Consumed for both pleasure and health, the rich and frothy beverage known as posset dates back to the late Middle Ages, and shares many of the same qualities with sweet, thick drinks such as the syllabub and holiday eggnog. A popular after-dinner libation and sleep aid, posset was believed to cure all manner of ailments, including head colds, indigestion, and weakened stamina (the alcohol content may have had something to do with the last one). Due to its reputation as an aphrodisiac, some couples received posset on their wedding night.
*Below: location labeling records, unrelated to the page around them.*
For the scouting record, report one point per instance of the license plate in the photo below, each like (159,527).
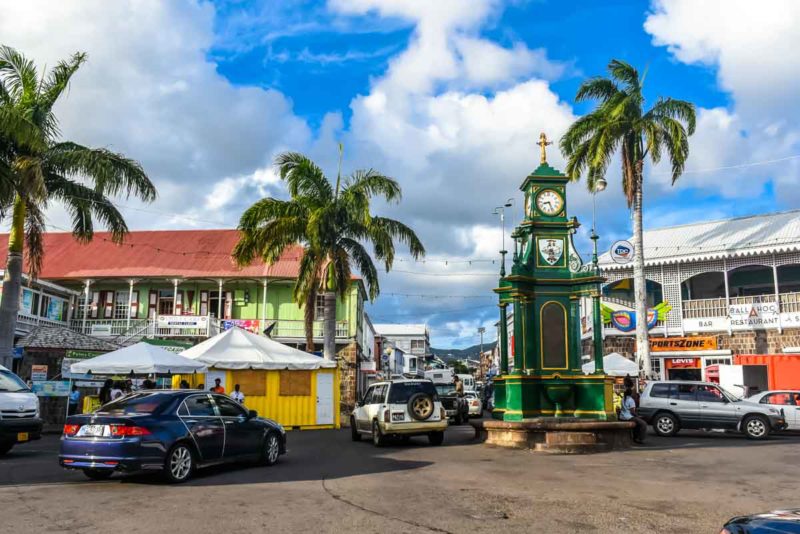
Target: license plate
(94,431)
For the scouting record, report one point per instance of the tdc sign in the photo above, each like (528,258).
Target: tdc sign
(622,252)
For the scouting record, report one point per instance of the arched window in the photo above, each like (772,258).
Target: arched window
(553,335)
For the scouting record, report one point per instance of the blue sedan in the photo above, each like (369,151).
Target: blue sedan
(174,432)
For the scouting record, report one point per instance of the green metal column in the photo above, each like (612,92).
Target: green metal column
(503,340)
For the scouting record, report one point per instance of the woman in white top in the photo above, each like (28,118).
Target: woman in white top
(628,413)
(237,395)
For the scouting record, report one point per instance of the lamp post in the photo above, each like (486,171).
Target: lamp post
(501,210)
(597,323)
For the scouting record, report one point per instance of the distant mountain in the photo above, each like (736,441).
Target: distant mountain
(459,354)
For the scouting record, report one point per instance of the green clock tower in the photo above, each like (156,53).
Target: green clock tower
(540,374)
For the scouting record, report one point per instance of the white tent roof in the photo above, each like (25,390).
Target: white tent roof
(141,358)
(239,349)
(614,365)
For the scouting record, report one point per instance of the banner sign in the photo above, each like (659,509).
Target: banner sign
(178,322)
(756,315)
(671,344)
(38,373)
(53,388)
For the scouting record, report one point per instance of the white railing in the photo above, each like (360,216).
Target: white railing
(290,328)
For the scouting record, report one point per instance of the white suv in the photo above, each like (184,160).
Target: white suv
(399,408)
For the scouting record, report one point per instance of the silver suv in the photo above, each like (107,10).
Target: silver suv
(670,406)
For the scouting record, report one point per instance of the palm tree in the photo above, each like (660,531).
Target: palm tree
(330,221)
(620,122)
(36,168)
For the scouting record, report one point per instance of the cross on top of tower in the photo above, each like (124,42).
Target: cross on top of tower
(543,142)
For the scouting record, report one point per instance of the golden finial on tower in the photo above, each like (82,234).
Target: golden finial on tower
(543,142)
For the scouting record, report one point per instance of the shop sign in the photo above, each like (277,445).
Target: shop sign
(683,363)
(756,315)
(38,373)
(53,388)
(671,344)
(621,252)
(178,322)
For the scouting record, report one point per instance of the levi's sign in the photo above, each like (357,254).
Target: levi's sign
(669,344)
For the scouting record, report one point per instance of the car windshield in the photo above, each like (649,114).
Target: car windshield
(446,389)
(400,393)
(9,382)
(138,403)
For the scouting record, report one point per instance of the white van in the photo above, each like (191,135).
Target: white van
(468,381)
(19,412)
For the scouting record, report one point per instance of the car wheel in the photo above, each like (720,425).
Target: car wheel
(271,449)
(5,447)
(755,427)
(436,438)
(666,425)
(98,474)
(355,435)
(377,437)
(179,465)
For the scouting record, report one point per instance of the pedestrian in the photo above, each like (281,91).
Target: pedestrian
(628,413)
(105,392)
(459,386)
(117,390)
(237,395)
(217,387)
(74,399)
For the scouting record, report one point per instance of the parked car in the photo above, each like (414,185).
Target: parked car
(399,408)
(779,521)
(454,404)
(174,432)
(786,400)
(671,406)
(474,404)
(19,412)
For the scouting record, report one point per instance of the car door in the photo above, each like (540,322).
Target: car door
(715,409)
(205,426)
(683,401)
(242,433)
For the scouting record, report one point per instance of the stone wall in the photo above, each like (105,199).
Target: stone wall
(348,368)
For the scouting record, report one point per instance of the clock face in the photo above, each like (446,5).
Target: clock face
(549,202)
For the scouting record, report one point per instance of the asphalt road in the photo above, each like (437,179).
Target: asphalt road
(691,483)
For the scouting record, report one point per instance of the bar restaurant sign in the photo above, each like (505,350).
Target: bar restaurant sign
(678,344)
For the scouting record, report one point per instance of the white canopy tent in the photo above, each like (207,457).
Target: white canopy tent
(239,349)
(614,364)
(139,359)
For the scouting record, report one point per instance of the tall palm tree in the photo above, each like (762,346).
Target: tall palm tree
(331,222)
(620,122)
(36,168)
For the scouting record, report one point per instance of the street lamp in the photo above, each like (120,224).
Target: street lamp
(600,185)
(501,210)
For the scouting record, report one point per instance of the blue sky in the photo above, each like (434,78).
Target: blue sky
(447,96)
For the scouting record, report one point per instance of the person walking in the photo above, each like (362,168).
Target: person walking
(218,386)
(237,395)
(74,399)
(628,413)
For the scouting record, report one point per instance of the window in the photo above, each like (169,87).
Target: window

Although varying posset recipes abound, the most common formula called for milk or heavy cream, sugar, spices such as cinnamon and nutmeg, and a significant quantity of sack, a sweet fortified wine. The milk or cream would be brought to a boil, curdled with alcohol, then served hot, often out of a specially made posset set. Using a teapot-like ceramic vessel, one would pour out and drink the liquid from the bottom, then eat the curds off the top.
Some of the most famous early recipes for posset were featured in the 1669 cookbook The Closet of Sir Kenelm Digby Knight Opened. One of the book’s recipes calls for the addition of “eighteen yolks of Eggs, and eight of the whites,” along with “three grains of Ambergreece [ambergris] and one grain of Musk.” Other posset variations throughout the 17th and 18th centuries featured orange, lemon, almonds, breadcrumbs for thickening, or even pepper to induce fever sweats. By the 19th century, however, posset had evolved into a chilled dessert custard, which is the form most modern versions take.
The benefits of posset are touted in several of William Shakespeare’s plays, with favorable mentions made in Hamlet and The Merry Wives of Windsor. More infamously, in Macbeth, Lady Macbeth drugs the possets of the guards in preparation for King Duncan’s murder.
Traditional, homemade posset is still enjoyed today, with a wide range of recipes available online and in historical cookbooks.